Cette augmentation, en plus de mettre l’UE sous pression, bénéficie à la Russie, qui fournit actuellement environ 40% du gaz de l’UE et reçoit chaque jour des centaines de millions d’euros en échange de ses livraisons de combustibles fossiles.
Selon le centre de réflexion Bruegel, l’UE a ainsi payé 660 millions d’euros à la Russie, le 3 mars 2022, pour ses importations de gaz fossile, et 350 millions pour ses importations de pétrole.
Le même jour, Kadri Simson a assuré que « la Commission se tient prête à proposer des mesures extraordinaires en cas d’escalade des prix qui menacerait notre résilience sociale et économique », durant un débat avec les eurodéputés de la commission de l’industrie, de la recherche et de l’énergie (ITRE) du Parlement.
Alors que la Commission devrait présenter, la semaine prochaine, des lignes directrices pour réduire la dépendance énergétique de l'Union et lutter contre la hausse des prix énergétiques, l’AIE propose dans son plan d’envisager des mesures fiscales temporaires visant à augmenter les taux sur les bénéfices exceptionnels des compagnies d’électricité.
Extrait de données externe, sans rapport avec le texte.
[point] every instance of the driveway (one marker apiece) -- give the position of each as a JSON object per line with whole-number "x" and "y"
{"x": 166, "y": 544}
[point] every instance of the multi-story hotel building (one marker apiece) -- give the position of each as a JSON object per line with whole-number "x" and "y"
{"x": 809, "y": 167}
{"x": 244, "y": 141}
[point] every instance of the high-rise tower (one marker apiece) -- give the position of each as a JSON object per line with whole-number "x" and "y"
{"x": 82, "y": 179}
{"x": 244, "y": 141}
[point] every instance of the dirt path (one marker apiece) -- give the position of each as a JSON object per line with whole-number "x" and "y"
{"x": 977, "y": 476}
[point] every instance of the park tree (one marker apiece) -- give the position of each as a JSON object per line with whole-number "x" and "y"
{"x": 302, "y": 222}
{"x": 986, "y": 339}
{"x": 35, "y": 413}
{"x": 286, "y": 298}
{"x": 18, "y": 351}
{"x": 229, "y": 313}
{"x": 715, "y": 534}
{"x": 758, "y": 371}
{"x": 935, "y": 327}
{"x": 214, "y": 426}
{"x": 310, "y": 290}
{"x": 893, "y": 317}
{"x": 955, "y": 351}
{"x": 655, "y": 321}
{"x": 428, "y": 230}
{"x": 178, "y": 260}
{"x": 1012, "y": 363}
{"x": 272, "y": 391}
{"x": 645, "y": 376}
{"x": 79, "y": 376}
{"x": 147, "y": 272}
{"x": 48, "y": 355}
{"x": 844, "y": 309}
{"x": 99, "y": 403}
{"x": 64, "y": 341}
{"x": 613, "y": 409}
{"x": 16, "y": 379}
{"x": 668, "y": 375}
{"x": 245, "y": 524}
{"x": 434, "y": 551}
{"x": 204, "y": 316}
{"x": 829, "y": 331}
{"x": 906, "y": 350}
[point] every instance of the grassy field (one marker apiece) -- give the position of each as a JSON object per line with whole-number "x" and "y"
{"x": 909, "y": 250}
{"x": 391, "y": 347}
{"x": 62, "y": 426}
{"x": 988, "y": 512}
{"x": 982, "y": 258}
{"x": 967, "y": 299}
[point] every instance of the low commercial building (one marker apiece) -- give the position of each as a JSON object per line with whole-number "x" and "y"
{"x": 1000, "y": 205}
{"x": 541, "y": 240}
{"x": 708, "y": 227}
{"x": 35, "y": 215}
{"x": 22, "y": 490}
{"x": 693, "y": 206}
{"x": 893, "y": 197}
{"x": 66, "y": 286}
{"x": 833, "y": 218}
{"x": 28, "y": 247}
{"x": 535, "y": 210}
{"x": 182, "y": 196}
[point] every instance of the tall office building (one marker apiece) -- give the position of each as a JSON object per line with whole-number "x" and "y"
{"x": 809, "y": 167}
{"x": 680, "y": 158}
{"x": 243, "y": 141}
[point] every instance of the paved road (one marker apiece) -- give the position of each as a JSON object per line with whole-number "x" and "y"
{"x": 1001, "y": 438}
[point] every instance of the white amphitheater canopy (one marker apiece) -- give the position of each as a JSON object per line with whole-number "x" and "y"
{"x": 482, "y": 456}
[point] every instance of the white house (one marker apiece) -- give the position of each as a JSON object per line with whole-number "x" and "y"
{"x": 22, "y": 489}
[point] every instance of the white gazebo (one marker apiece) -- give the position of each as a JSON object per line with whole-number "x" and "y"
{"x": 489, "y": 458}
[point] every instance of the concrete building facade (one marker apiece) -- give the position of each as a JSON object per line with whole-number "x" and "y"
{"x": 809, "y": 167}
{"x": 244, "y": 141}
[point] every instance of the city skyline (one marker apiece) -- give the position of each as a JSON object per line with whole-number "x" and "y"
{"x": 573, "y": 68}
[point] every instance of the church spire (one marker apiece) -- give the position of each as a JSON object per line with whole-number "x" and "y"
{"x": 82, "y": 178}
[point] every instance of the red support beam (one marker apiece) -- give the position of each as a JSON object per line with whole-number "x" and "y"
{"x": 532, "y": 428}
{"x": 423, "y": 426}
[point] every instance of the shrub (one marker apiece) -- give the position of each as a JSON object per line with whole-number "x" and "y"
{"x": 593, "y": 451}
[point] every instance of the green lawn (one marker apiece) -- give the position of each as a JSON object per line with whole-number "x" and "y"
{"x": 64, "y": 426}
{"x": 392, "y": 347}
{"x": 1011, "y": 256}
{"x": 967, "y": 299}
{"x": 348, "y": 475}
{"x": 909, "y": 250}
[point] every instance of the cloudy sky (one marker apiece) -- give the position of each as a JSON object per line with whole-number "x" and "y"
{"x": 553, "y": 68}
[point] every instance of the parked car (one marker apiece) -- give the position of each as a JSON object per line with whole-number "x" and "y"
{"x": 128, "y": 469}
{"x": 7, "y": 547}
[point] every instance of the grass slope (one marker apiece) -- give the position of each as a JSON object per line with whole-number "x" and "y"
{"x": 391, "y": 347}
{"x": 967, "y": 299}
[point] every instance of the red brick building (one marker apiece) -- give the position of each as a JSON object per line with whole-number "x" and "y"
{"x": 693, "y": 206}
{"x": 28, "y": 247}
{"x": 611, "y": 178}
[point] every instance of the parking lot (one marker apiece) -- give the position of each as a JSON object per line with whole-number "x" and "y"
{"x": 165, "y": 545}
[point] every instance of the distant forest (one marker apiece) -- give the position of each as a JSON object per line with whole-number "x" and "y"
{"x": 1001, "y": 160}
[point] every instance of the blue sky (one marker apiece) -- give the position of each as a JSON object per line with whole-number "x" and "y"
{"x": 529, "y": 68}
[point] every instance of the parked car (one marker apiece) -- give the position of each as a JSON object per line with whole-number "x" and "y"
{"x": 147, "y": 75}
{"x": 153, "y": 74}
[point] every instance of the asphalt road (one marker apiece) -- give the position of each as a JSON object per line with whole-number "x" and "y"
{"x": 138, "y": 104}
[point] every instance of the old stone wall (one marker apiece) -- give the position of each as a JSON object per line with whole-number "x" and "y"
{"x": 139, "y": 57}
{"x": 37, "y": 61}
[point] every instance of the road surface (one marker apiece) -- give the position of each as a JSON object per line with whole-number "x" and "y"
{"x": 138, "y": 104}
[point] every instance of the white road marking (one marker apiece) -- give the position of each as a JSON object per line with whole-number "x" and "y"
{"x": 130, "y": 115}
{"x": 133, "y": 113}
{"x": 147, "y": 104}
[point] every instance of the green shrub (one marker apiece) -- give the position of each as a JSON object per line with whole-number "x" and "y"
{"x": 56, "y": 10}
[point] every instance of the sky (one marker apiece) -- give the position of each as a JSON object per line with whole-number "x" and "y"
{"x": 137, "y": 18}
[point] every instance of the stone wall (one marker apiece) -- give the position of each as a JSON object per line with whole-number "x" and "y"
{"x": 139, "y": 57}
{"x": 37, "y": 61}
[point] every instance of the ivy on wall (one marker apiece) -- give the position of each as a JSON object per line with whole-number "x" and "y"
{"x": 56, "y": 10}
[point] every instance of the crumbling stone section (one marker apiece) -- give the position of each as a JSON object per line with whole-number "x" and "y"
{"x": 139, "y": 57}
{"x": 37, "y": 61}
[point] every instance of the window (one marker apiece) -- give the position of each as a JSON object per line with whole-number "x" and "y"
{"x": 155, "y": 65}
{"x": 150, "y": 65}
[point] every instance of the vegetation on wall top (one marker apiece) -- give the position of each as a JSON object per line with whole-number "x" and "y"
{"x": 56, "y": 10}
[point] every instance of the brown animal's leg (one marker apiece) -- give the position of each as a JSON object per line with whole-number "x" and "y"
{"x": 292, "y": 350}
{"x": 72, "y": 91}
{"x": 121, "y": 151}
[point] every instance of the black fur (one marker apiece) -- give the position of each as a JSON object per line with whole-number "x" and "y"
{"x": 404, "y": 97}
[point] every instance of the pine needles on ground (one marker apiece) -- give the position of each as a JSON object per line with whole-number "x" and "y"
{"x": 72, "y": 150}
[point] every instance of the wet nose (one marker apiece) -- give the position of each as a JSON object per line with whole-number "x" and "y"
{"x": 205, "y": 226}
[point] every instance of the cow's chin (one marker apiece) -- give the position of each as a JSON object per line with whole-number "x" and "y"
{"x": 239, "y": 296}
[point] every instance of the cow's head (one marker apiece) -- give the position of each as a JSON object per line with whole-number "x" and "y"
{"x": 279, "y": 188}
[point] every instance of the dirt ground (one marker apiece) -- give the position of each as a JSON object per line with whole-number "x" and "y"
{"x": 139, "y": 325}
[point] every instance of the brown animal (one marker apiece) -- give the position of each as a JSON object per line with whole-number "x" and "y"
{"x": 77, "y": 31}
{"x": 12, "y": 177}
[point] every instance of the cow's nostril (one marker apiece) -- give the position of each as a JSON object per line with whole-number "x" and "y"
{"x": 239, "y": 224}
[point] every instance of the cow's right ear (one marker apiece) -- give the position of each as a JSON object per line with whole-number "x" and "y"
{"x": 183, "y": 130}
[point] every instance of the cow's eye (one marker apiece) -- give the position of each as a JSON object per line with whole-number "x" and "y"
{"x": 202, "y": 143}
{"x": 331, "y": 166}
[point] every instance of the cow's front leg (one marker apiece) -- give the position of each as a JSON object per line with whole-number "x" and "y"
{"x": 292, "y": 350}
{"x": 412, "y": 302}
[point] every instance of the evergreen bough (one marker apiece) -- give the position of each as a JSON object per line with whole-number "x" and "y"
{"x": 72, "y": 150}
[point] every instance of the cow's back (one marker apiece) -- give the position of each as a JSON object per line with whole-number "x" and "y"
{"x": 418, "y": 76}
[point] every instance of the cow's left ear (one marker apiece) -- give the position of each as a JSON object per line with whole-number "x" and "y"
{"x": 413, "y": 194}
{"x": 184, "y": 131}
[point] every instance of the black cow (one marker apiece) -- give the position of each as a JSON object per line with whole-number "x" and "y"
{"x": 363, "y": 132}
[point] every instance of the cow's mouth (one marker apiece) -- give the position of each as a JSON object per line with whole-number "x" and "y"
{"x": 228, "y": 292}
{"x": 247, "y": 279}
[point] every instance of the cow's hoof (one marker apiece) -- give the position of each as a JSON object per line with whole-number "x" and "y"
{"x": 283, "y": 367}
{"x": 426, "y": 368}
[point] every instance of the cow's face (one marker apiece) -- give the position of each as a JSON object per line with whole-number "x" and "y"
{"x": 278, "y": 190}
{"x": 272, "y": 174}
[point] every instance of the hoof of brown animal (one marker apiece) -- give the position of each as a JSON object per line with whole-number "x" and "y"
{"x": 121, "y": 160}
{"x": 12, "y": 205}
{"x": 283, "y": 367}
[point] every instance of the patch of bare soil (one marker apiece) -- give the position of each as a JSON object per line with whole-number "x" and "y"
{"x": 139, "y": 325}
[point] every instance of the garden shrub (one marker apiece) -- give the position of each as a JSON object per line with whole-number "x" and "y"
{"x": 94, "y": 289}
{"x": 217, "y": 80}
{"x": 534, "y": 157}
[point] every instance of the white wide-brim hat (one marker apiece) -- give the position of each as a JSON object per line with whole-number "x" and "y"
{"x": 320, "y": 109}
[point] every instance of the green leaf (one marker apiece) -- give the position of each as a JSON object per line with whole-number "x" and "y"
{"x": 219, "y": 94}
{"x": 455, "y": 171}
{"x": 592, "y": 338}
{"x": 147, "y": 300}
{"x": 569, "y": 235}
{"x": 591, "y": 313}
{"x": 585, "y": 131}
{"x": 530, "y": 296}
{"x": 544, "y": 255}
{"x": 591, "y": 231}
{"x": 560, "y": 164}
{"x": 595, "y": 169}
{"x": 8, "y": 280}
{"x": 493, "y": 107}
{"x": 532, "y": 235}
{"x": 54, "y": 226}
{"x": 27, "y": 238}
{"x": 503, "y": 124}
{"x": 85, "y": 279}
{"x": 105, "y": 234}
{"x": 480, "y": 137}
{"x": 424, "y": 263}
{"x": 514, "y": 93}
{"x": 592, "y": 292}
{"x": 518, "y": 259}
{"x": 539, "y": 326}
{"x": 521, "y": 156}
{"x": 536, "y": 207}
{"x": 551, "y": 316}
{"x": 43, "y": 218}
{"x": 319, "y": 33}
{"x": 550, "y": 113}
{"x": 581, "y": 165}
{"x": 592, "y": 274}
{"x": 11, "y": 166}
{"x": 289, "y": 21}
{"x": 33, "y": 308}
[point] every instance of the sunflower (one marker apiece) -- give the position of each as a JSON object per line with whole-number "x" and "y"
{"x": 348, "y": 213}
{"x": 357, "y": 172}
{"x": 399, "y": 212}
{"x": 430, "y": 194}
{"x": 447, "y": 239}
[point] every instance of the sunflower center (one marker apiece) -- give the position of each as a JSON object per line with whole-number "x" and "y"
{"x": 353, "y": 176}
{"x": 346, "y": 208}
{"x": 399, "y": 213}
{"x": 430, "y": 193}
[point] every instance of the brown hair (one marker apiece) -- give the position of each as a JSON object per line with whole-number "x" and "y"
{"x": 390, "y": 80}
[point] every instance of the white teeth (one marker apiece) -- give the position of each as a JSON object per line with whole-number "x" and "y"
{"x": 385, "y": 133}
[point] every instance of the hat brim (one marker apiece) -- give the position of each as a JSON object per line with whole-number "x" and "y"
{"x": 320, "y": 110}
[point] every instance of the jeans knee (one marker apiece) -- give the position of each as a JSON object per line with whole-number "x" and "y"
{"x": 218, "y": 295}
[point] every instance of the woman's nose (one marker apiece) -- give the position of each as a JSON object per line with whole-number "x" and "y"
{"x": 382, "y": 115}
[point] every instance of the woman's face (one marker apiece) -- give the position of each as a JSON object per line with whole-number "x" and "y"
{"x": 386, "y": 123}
Les recettes fiscales ainsi engendrées seraient ensuite redistribuées aux consommateurs d’électricité afin de compenser partiellement la hausse des factures d’énergie.
Des sanctions inefficaces ?
Lors du débat en commission ITRE, plusieurs eurodéputés ont demandé à la Commission à renforcer les sanctions sur la Russie dans le domaine de l’énergie.
Le coordinateur du groupe des Verts/ALE, Ville Niinistö (finlandais), a ainsi appelé à limiter au maximum les achats d’énergie en provenance de Russie, afin de rendre les sanctions déjà prises plus efficaces, notamment l’exclusion de sept banques russes du système Swift (EUROPE 12902/1).
Dans un appel à l’UE, 25 ONG européennes ont réclamé, quant à elles, un embargo sur toutes les importations de pétrole et de gaz russe « afin d’arrêter de financer la guerre de Poutine contre l’Ukraine ».
Cette demande a également été exprimée par le ministre lituanien des Affaires étrangères, Gabrielius Landsbergis, qui a appelé à « oser refuser les importations d'énergie de la Russie vers l'Europe ».
Défendant l’action de la Commission, Mme Simson a assuré qu’il y aura un appauvrissement des revenus russes issus du pétrole raffiné, « au fil du temps », du fait de la décision de l’UE d’interdire l’exportation vers la Russie des équipements et des technologies nécessaires à la mise à niveau des raffineries de pétrole (EUROPE 12899/10).